SV: Home is where your family originally is (from). You know when I go home to Israel, I feel like I’m more….I belong. You know what I mean? I feel like everywhere, we all have the same craziness, we all have the same attitude and now it’s so funny because after 20 years, I’ve adapted all the behavior of the Americans. So when I go to Israel, people make fun of me like “You’ve become American.” So it’s funny.
SDG: So how long have you been working in Clark?
SV: Four years now.
SDG: Four years? So what made you decide to come to Clark?
SV: They needed someone to cook for their kosher section. So they contacted me actually.
SDG: Have you always been cooking?
SV: No, I was a pre-school teacher for seventeen years before.

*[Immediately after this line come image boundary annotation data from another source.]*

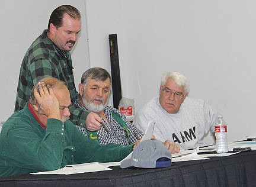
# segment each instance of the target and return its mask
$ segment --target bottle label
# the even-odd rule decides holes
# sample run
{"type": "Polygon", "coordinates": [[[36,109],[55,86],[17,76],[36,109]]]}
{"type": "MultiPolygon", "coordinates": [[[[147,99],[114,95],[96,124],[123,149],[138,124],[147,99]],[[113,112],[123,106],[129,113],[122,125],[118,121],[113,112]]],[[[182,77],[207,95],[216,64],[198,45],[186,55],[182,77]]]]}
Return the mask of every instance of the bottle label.
{"type": "Polygon", "coordinates": [[[226,125],[215,126],[215,133],[226,133],[226,125]]]}
{"type": "Polygon", "coordinates": [[[121,113],[127,115],[132,115],[132,107],[130,106],[127,108],[121,107],[120,110],[121,113]]]}

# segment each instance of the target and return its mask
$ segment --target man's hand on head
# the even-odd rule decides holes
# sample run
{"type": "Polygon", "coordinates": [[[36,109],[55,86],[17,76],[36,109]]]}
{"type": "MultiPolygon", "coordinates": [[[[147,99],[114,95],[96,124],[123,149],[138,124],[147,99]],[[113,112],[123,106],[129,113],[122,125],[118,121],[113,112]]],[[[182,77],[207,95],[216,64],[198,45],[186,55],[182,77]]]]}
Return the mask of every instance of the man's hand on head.
{"type": "Polygon", "coordinates": [[[164,144],[171,153],[177,153],[180,152],[180,146],[173,141],[167,140],[164,143],[164,144]]]}
{"type": "MultiPolygon", "coordinates": [[[[40,114],[48,118],[61,120],[59,104],[52,88],[47,88],[43,82],[39,83],[39,91],[34,89],[34,95],[40,105],[40,114]],[[40,93],[40,94],[39,94],[40,93]]],[[[35,105],[34,105],[35,106],[35,105]]],[[[38,108],[38,107],[37,107],[38,108]]]]}
{"type": "Polygon", "coordinates": [[[98,114],[90,112],[85,120],[85,127],[90,131],[97,131],[101,128],[103,120],[98,114]]]}

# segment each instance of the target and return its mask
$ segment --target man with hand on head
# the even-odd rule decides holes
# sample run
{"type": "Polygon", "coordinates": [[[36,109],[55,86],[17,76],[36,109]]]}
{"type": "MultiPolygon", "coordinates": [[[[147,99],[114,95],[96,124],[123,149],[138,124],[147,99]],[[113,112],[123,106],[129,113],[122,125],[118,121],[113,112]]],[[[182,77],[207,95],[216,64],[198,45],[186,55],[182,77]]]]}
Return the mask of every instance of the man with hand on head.
{"type": "Polygon", "coordinates": [[[203,146],[203,138],[210,130],[213,132],[219,114],[204,101],[189,98],[189,86],[183,74],[167,73],[161,79],[159,96],[137,111],[133,122],[145,131],[148,121],[155,120],[156,138],[173,140],[183,150],[203,146]]]}
{"type": "Polygon", "coordinates": [[[103,146],[85,137],[68,120],[69,94],[65,84],[52,77],[36,84],[24,109],[2,127],[0,176],[87,162],[119,162],[132,151],[136,145],[103,146]]]}
{"type": "MultiPolygon", "coordinates": [[[[28,101],[33,86],[40,79],[50,76],[66,83],[73,103],[78,94],[73,75],[70,51],[81,30],[79,11],[69,5],[56,8],[52,13],[48,28],[43,31],[25,53],[20,71],[15,111],[23,109],[28,101]]],[[[100,125],[96,114],[69,107],[72,121],[79,125],[100,125]]]]}
{"type": "MultiPolygon", "coordinates": [[[[79,85],[80,98],[75,105],[80,108],[97,114],[101,118],[101,125],[78,126],[87,137],[101,144],[108,143],[128,146],[138,143],[143,133],[134,124],[127,121],[118,109],[107,106],[111,89],[111,79],[108,72],[100,67],[85,71],[79,85]]],[[[177,144],[165,140],[165,144],[172,153],[180,151],[177,144]]]]}

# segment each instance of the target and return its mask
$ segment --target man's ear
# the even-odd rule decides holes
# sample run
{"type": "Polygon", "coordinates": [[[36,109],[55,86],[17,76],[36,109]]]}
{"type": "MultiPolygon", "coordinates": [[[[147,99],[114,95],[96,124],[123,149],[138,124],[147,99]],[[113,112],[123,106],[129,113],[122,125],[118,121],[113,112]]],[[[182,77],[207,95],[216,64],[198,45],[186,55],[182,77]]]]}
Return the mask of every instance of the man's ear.
{"type": "Polygon", "coordinates": [[[78,85],[78,87],[79,87],[79,95],[80,95],[80,96],[82,96],[83,94],[84,94],[84,85],[82,83],[80,83],[78,85]]]}
{"type": "Polygon", "coordinates": [[[187,98],[187,95],[188,95],[188,94],[186,94],[184,95],[184,96],[183,98],[182,98],[182,99],[183,99],[182,102],[183,102],[185,101],[185,98],[187,98]]]}
{"type": "Polygon", "coordinates": [[[56,28],[55,25],[53,25],[52,23],[50,24],[50,27],[49,27],[49,29],[50,29],[50,32],[55,36],[55,33],[56,31],[57,30],[57,28],[56,28]]]}
{"type": "Polygon", "coordinates": [[[37,102],[35,105],[33,105],[32,108],[34,111],[39,113],[39,104],[38,104],[37,102]]]}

SDG: Wow, what made you want to cook?
SV: I’ve always loved to cook, always. In the community, whenever people had something, a party or something, I would volunteer to cook for them. So everybody in the community knew that I know how to cook. So when they were talking about opening the kosher section, the rabbi told them, “Oh, I have a lady for you. She knows how to cook.” So they contacted me and asked me if I could come. And when I came I told them, “You know what, I’ve never studied how to be a cook or whatever,” and they said, “Fine, some people have it, god give it to them.” So I started working and they said, “You know what you’re doing.”
SDG: So do you love what you’re doing?
SV: I love it, I love it. Everyday, I come happy to work, you know. I am waiting to come here. Cause the students… I love the students here. It’s like they became to be my children, you know, I care about them. I want them to eat. I want them to love the food. I don’t want them to just eat because they need to eat. So that’s why I make it more special.
SDG: So what do you think is the important thing when it comes to cooking? Is it the recipe, the ingredients, or what do you think it is?
SV: It’s more…. Everybody can follow a recipe, but it’s not going to be the same. The most important thing is you have to love what you do. If you don’t love what you do, and you don’t care about it, it’s not gonna taste the same. Even if I give someone, let’s say I just take someone from the street and tell them, “Here, that’s my recipe you do it and I’ll do it,” it’s not gonna come out the same. You have to have the passion for it. Yeah, everything in life, I guess. When you do something with passion, it comes better than just doing it, you know. Everything in life, I think, is like that.”
SDG: My last question, if you could eat just one thing for your whole entire life, what would it be?
SV: You’re not gonna believe it. Cereal and milk (laughs). I love cereal and milk.
SDG: What kind of cereal?
SV: Cornflake, exactly. You know what’s so funny? Back in Israel, it was very expensive to buy cornflakes. And I remember, when my parents would buy it we’d be so excited. When I came to America (gasps), there’s so much cornflakes! I don’t know why, I just love it.
After the interview is over, which couldn’t last longer due to her short break, she gives me a big hug and an even bigger smile. Then I realize how similar we are – thousands of miles away from home, yet persevering each day to create a sphere of home in a foreign land. And Sylvia does it so gracefully.